(Graffiti in the bathroom of the Rankin Inlet community centre.)
Offensive graffiti is being blamed, in part, for postponing the Rankin Inlet stop of the National Inquiry into Missing and Murdered Indigenous Women and Girls.
“That’s what I heard,” said Rebecca Kudloo, president of Pauktuutit Inuit Women of Canada.
“That there’s pretty bad graffiti in the washroom but that can be covered over with a can of paint.”
Kudloo said she’s still wondering why the Dec. 12-14 hearings were suddenly rescheduled on Nov. 23 – to February 2018.
“There was no warning,” she said in a telephone interview Monday.
“We’re pretty upset and disappointed because this was supposed to be the first Inuit community that the inquiry was going to.”
Kudloo said the hearings were scheduled for the community hall in Rankin Inlet, which hosts everything from trade shows to art sales.
She said she heard Inquiry staff also had concerns about public access to the canteen – something her group could have addressed.
“We have tried to work with the Inquiry,” she said. “But they don’t communicate with us.
“We could have asked for the canteen to be closed. We could have found another venue.”
The inquiry said in a statement Nov. 23 it consulted with families before postponing the hearings.
But families APTN News spoke to say that isn’t quite true.
They said they received phone calls from Inquiry staff earlier in the day complaining about “fatigue” and suggesting Iqaluit or Montreal would host the hearings instead of Rankin.
No new date or venue has been announced.
Justin Merritt, the hamlet’s senior administrative officer, confirmed the Inquiry cancelled its booking for the hall via email on Nov. 24.
The last-minute postponement shocked and upset some of the 15 families registered to testify.
Kudloo said it interrupted their mental preparation and caused hard feelings.
“It is hard not to criticize the inquiry,” she said. “They are harming people.”
Sources said an advance team would have taken note of graffiti and public accessibility but the resignation last week of Inuk lawyer Joseph Murdoch-Flowers is more likely the reason the hearings were postponed.
Murdoch-Flowers was the Inquiry’s lead lawyer for Nunavut, Northwest Territories and parts of Atlantic Canada.
He tendered his resignation without public explanation on Nov. 21.
He is one of nearly two dozen staff to leave the Inquiry since it was formed in September 2016.
Chief Commissioner Marion Buller said in her statement there were concerns about privacy and safety with the community hall.
Again, Kudloo said this was news to them.
“They don’t communicate with us ahead of time. We, the community, will bend over backward for them,” she said.
“We’ve been trying to support them and being positive and this has been difficult when they’re not directly working with us.
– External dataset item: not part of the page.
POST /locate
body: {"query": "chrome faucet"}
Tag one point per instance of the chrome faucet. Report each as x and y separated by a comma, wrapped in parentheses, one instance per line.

We have offered several times face to face to help them.”
This is not the first time Inuit women feel let down.
They are still smarting over the lack of an Inuit commissioner.
Lawyer Qajaq Robinson was born in Iqaluit and is fluent in Inuktitut and English, but she is not Indigenous.
“An Inuk commissioner would have helped the inquiry with the planning,” Kudloo said.
In the meantime, Kudloo has cancelled her trip to Rankin and said she will lobby to keep the hearing in Nunavut instead of down south.
The inquiry did not respond to a request for comment as of this story’s posting.